[antlr-interest] lexer or parser for comments and remarks?

Wed Apr 4 13:16:40 PDT 2007

Hi,

I've got a lexer non-determinism which is making me go back and forward 
between trying to fix the lexer or trying to write a good parser rule 
for the problem - neither of which I can seem to get right.  This is 
with Antlr 2.7.5 producing C#.  Apologies for the lengthy explanation.

The rules are for handling SQL comments and similar one liners (I'm 
treating these all as single line statements).   Whilst this is 
relatively simple for non-alphabetic characters - you can write a lexer 
rule such as this:

COMMENT :
	'-' '-' ( ~('\r' | '\n') )* NEWLINE { setType(Token.SKIP); }
;

If you then define say a similar line for "rem" statements:

REMARK :
	'r' 'e' 'm' ( ~( '\r' | '\n' ) ) * NEWLINE
{ setType(Token.SKIP); }
;

This is fine - but if you also have a lexer rule for matching 
identifiers i.e. (slightly simplified):

ID :
	'A-Z' | 'a-z' | '_' | '0'..'9'
;

You get non-determinisms of course with the "rem" rule and any other 
rules that use alphanumerics.

The other way I've attempted to solve this is to just catch the 'rem' 
elements in the parser.   This is fine (and it would be a more useful 
solution if I wanted to do some simple processing of the comment lines) 
but then if there are any interesting and unusual characters in the 
remainder of the "rem" line then the parser doesn't match on these 
elements.  I've tried to be exhaustive about the type of 'words' that 
the remainder of the comment lines can contain but then I start to trip 
over lexer rules again and we go around in circles.
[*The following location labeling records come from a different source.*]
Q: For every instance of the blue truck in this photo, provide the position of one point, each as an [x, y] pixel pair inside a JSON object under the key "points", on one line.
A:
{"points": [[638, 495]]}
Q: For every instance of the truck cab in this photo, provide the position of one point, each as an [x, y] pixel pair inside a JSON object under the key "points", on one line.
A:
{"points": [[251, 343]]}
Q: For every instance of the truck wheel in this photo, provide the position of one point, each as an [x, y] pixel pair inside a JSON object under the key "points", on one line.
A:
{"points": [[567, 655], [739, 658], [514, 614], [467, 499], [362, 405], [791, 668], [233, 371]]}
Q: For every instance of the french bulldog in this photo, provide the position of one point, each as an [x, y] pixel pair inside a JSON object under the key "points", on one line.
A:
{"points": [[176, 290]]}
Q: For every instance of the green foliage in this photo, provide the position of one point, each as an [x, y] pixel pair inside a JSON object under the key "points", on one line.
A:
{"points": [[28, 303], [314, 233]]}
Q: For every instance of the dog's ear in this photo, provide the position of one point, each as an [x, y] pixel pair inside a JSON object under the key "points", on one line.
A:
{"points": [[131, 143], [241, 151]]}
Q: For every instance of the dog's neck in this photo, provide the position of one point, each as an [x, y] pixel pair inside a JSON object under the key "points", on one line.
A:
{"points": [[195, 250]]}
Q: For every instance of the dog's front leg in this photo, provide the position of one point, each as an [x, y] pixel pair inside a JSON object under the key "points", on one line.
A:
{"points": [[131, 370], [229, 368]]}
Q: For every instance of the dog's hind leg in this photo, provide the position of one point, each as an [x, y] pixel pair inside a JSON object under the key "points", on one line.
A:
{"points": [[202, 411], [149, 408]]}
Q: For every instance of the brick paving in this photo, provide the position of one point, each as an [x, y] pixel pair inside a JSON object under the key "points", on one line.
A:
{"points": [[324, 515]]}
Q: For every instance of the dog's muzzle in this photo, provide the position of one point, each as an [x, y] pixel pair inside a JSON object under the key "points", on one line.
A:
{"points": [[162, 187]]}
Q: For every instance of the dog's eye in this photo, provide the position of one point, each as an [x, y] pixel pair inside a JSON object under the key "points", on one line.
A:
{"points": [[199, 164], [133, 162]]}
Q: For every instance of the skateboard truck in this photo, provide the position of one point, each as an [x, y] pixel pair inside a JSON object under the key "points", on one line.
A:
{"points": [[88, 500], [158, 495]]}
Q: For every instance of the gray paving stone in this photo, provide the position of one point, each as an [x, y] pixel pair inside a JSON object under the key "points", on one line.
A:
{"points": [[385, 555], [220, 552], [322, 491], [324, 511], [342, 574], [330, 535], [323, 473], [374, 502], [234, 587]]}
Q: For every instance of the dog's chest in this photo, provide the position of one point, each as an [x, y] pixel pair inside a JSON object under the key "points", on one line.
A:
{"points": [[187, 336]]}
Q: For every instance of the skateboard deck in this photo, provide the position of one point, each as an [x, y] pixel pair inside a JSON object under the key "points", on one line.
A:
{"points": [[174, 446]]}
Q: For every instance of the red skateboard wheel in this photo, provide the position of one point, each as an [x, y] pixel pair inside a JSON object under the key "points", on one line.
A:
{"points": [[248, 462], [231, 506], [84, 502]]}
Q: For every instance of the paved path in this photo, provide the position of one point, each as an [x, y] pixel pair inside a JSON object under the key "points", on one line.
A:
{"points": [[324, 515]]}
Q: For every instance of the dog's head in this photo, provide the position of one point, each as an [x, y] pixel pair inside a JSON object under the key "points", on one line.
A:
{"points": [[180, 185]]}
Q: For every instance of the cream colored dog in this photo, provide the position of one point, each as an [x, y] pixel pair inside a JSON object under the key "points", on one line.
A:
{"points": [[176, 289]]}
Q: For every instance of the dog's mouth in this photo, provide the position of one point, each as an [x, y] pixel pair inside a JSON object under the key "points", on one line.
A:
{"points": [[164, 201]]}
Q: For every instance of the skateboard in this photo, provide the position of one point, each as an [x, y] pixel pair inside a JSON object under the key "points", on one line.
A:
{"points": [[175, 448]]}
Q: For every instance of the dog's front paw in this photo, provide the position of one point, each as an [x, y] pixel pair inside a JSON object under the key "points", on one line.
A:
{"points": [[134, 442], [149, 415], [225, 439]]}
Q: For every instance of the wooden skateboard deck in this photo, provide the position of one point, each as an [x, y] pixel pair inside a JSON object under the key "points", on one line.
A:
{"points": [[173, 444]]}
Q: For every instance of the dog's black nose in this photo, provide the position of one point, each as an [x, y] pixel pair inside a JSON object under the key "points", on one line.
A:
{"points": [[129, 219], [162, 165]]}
So I've been going back to the lexer to solve this - and whilst with the 
non-determinisms things almost work, the lexer rules also greedily slurp 
  up parts of legitimate ids.   One thing to fix that is to force the 
lexer to match from the start of the line only I s'pose... but it all 
seems like putting one hack on top of another.

Any clues how to handle this elegantly in the parser?   To me it would 
make sense to dump these lexer rules and handle all of these types in 
the parser - I just need an equivalent to "match from here to end of 
line" for the parser perhaps?

Rgds,
Richard Bown